The tree at Belfast City Hospital is a direct descendant of the Plane Tree of Kos — under which Hippocrates first taught in 500BC.
It was planted in Belfast in the Sixties from seeds gifted by Greek physician, Dr Dimitrios Oreopoulos, who was undertaking an MD in kidney research at Queen’s.
It has made it to the final of the Woodland Trust’s Northern Ireland Tree of the Year competition.
Belfast-born Holmes (above) announced his support for the tree as he paid tribute to the bravery of organ donors in Northern Ireland.

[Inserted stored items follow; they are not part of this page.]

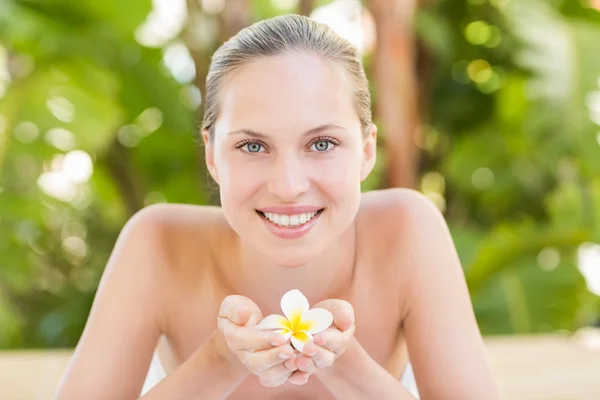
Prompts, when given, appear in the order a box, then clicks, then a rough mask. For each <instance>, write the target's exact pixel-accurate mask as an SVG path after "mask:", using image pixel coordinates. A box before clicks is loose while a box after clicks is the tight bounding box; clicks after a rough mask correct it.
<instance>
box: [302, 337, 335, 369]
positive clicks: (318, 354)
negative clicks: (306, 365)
mask: <svg viewBox="0 0 600 400" xmlns="http://www.w3.org/2000/svg"><path fill="white" fill-rule="evenodd" d="M302 353H304V354H305V356H304V357H310V358H311V359H312V361H313V363H314V364H315V366H316V367H317V368H327V367H330V366H331V365H332V364H333V362H334V361H335V358H336V354H335V353H334V352H332V351H329V350H327V349H325V348H323V347H320V346H317V345H316V344H314V343H307V344H306V345H305V346H304V349H302ZM304 362H305V361H304V360H301V361H300V364H302V363H304ZM300 370H301V371H306V372H311V371H309V370H306V369H302V368H300Z"/></svg>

After Holmes broadcast an interview on the subject, Drew Murray, from Antrim, was so moved he donated his kidney to a complete stranger and saved someone’s life.
Holmes was then asked by Mr Murray to become a patron of the Northern Ireland Kidney Patients’ Association.
The This Morning broadcaster said: “How could I say no? Because what I had to do was really very little by comparison to the example that he showed.”
Holmes said that to him the tree represents “brave organ donors, people like Drew, without whom the work would grind to a halt”. “They go out of their way to give others the gift of life, completely selfless, completely amazing,” he said.
“They are, simply, our heroes.” The presenter said the tree represented hope, humanity, compassion and growth.
“It represents empathy, science, nature and it also represents the future, and that is very, very important in the field of work that we are talking about,” he added.